Por Redação Diário Local
O Partido Liberal (PL) anunciou nesta quarta-feira (2) que apresentará quatro destaques no plenário da Câmara dos Deputados para incluir medidas de compensação à indústria nacional na Medida Provisória que altera a tributação de compras internacionais.
Entre os pontos defendidos pelo partido está a criação de uma alíquota de 30% de Imposto de Importação para compras internacionais que ultrapassem o valor de US$ 50. As remessas de até esse valor pretendem manter a alíquota de 0%.
O PL também busca garantir um crédito tributário de 15% para empresas nacionais e assegurar que a indústria brasileira tenha o mesmo benefício concedido às empresas que realizam importações.

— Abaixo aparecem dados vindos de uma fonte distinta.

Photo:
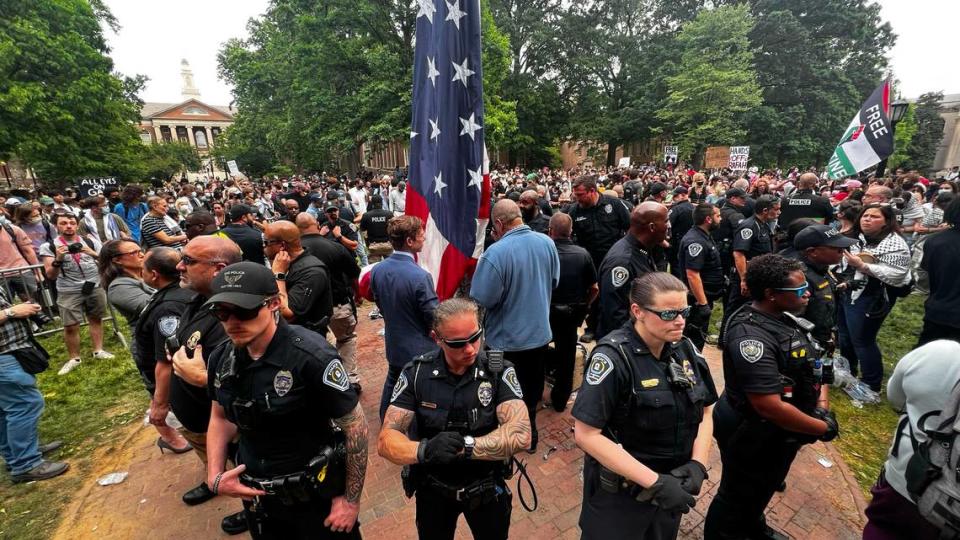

Outro objetivo dos destaques é retirar do texto a possibilidade de o Executivo limitar o valor ou a quantidade de compras internacionais que os consumidores podem realizar.
O que diz a comissão sobre os destaques?
O presidente da comissão mista que analisou a Medida Provisória, deputado Reginaldo Lopes (PT-MG), afirmou nesta quarta-feira (2) que espera uma ampla maioria para aprovar o relatório da senadora Leila Barros (PDT-DF) no plenário da Câmara. Segundo Lopes, as reivindicações da oposição já foram contempladas no texto aprovado pela comissão e os novos destaques devem servir apenas para marcar posição.
Integrantes da base governista avaliam que a tramitação da proposta será mais simples no Senado do que na Câmara. A expectativa atual é de que o texto seja aprovado pelo Congresso até esta quinta-feira (3).
Como funcionará o monitoramento da medida?
A relatora da matéria rejeitou emendas que propunham benefícios tributários para fabricantes nacionais e pequenos varejistas, sob o argumento de que tais medidas criariam benefícios fiscais fragmentados e sem critérios técnicos suficientes. Segundo a relatora, o comércio nacional já é beneficiado pelas regras de simplificação da reforma tributária.
Apesar da rejeição das emendas, foi incluído um mecanismo de monitoramento para avaliar a necessidade de futuras compensações. O Ministério da Fazenda deverá realizar avaliações periódicas sobre os efeitos econômicos da taxação das remessas internacionais, sendo o primeiro levantamento apresentado em até três meses.
Os relatórios seguintes devem ocorrer a cada seis meses. O Congresso também deve realizar uma avaliação anual da medida, considerando indicadores como emprego, renda, competitividade da indústria e do varejo, preços ao consumidor e o volume das remessas internacionais.